I wouldn't agree with that statement - that may just mean you've accepted it happened - the person who did it is a piece of shit, you're over it and you just don't care anymore. My intention was to figure out how to love someone who wronged you the way you loved them before. Is that particular gift bestowed only upon angels and saints or is true forgiveness your key to the Pearly Gates leaving it impossible 'cept for the chosen few? How do those parents who loved both equally before forgive what he did? PS - it could have been a stupid drunken argument or a family feud, the why's don't matter - what is of concern is the fact that an hour before that fatal moment, Mom and Pop loved John and Bob - that now Bob is gone due to a fatal blow from John, they can choose to disown John and with no other children, lose their family or somehow find forgiveness to salvage what's left. With John now moved back in they have decided to learn to live with what's happened and keep together what's left. But will they ever love John the way they did?
No. I think they can learn to love John again, or they can reassemble the love they still hold for John into something more whole, but I do not think it will be the same-same. Have you ever loved two people in quite the same way? I haven't. I think the same paradigm would rule here.

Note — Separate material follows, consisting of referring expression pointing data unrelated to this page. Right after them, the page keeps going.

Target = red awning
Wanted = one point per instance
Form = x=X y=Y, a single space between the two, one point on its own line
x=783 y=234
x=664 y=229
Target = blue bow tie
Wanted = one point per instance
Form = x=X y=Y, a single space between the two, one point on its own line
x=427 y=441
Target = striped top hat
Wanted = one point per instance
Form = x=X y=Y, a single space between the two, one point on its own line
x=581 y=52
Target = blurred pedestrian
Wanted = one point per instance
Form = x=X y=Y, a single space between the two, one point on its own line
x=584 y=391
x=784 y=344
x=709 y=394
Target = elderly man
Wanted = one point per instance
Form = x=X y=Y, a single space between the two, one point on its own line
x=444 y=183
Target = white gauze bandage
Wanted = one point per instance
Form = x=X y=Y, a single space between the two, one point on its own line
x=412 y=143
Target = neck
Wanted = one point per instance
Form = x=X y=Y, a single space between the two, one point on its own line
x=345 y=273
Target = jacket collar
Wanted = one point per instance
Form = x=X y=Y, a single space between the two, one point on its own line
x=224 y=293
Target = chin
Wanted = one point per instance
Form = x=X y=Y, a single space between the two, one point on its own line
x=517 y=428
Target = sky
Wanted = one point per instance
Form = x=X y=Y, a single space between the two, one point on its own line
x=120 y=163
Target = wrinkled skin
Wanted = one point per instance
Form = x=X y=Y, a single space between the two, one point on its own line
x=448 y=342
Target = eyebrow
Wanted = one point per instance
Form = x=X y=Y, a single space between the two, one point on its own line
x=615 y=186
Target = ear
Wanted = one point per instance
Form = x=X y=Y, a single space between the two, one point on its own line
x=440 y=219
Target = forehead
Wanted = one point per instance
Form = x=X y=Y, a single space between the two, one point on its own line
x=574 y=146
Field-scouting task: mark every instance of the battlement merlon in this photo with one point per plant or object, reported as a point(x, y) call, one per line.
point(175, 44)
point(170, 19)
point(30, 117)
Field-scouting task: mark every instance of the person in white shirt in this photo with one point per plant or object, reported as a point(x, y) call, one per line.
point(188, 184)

I don't think it has anything to do with forgetting, or whether you still suffer, or whether you trust the person again, or whether you let them in your life again. As I see it: John did something horrible to you. Later, you hear that John has been hit by a bus. What does your brain say? Not your words, but your unfiltered emotions. If it says, "Oh, that's too bad," you've forgiven him. If it says, "Oh. Hey, what's for dinner?" I think you've still forgiven him. If it says, "Good," you haven't forgiven him. (For this to be accurate, you have to assume John had somehow been rendered harmless to others before the bus hit him. The "good" above is not about "Oh, now the world will be safe", it's about your own gut feeling about something bad happening to John.)

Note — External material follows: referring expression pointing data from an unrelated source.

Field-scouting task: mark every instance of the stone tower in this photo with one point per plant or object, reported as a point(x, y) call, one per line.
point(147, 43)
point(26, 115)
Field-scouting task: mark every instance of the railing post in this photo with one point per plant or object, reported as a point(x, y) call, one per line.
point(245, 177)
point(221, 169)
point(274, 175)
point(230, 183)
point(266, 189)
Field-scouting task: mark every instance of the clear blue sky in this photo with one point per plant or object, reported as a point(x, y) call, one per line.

Integrating compassion toward the offender is, to me, advanced forgiveness. Not like, I like you and were cool, but I get that you were in that place, or the circumstances were such. Being stuck in resentment is a form of self oppression. This is just my take on my own experience, not a one size fits all.
This is actually a fairly new concept for me, recognizing that the offender might have acted the way they did due to circumstances. My forgiveness process is usually resentment, then forgetting. I still never really forgive. Um, depending on what was done of course.